A canção ‘Sozinho’ se impõe no roteiro como um dos momentos mais catárticos da turnê dos irmãos. Caetano Veloso no palco da Farmasi Arena, em 3 de agosto, na estreia carioca da turnê com Maria Bethânia
Marcos Hermes / Divulgação
♪ Às vezes, no silêncio da noite, fico imaginando que todo mundo – cantores, compositores produtores musicais, diretores de gravadoras… – pensa que sabe a fórmula do sucesso. Mas, na real, todo mundo a desconhece, e essa é a graça do negócio.
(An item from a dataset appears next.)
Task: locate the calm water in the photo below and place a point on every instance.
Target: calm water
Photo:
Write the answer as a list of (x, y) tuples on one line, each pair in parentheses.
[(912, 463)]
Terminada a primeira etapa da turnê Caetano & Bethânia, dá para cravar – pelas manifestações presenciais e nas redes sociais do público que lotou as quatro apresentações realizadas na Farmasi Arena, no Rio de Janeiro (RJ) – que o número em que Caetano Veloso interpreta a canção Sozinho em set solo é um dos momentos mais catárticos do show.
Na estreia, em 3 de agosto, até integrantes da produção se esqueceram por alguns minutos do trabalho e fizeram coro com Caetano na canção de autoria de Peninha, compositor enquadrado no rol dos autores populares aos quais nunca é permitida a entrada no panteão da MPB pelas elites culturais.
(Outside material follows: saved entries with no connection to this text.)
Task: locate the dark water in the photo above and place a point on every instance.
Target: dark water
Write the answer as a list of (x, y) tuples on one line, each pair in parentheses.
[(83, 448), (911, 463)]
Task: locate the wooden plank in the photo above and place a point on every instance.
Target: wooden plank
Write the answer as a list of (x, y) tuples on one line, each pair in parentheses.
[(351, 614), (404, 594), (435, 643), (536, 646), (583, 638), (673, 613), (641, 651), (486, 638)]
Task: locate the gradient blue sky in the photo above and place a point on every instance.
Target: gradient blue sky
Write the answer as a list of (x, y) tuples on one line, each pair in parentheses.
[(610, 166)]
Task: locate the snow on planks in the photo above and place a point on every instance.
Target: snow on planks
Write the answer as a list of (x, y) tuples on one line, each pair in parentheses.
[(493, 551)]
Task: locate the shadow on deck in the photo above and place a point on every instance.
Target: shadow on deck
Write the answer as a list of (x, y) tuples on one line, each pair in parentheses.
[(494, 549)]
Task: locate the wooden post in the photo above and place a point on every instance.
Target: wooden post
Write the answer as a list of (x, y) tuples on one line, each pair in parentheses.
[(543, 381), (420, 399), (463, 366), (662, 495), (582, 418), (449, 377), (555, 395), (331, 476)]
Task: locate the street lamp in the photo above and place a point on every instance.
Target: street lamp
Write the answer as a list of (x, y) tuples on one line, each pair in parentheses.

Caetano canta Sozinho com os toques do próprio violão e do violão de Lucas Nunes em registro semelhante à gravação ao vivo lançada em 1998 pelo artista no disco Prenda minha.
Na época, impulsionado pela maciça execução de Sozinho nas rádios, o álbum ao vivo Prenda minha (originado do show baseado no disco Livro, de 1997) se tornou o título best-seller da discografia do cantor, ultrapassando o milhão de cópias vendidas. Um fenômeno inesperado – até porque a canção de Peninha já tinha sido lançada há então somente dois anos por Sandra de Sá em gravação que se tornou o hit do álbum A lua sabe quem eu sou, um dos discos mais aclamados da cantora.
O sucesso da gravação de Caetano prosseguiu ao longo de 1999 com a inclusão de Sozinho na trilha sonora da novela Suave veneno, atração da TV Globo.
Como a vida que ardia em verso da canção Segundo sol (Nando Reis), lançada por Cássia Eller (1962 – 2001) naquele ano de 1999, não tem explicação o sucesso fenomenal de Sozinho na voz de Caetano em 1998. Assim como não tem explicação o fato de, entre cerca de 40 músicas emblemáticas do roteiro do show da turnê Caetano & Bethânia, a força da canção Sozinho se manifestar e se impor mais uma vez em 2024.
Essa força está muito na canção em si, direta e simples como toda boa canção popular. Mas também na interpretação sedutora de Caetano. Ainda assim, não tem explicação. Porque o próprio Caetano Veloso voltou a pisar nesse terreno popular, ao gravar a tristonha canção Você não me ensinou a te esquecer (Fernando Mendes, José Wilson e Lucas, 1978) para a trilha sonora do filme Lisbela e o prisioneiro (2003), e alcançou um sucesso normal.
A canção de Fernando Mendes, aliás, também figura no set solo de Caetano no show com Bethânia. Sozinho é que já nasceu e permaneceu fora do padrão, escancarando que ninguém sabe fabricar um fenômeno. Ele simplesmente acontece. Ou não.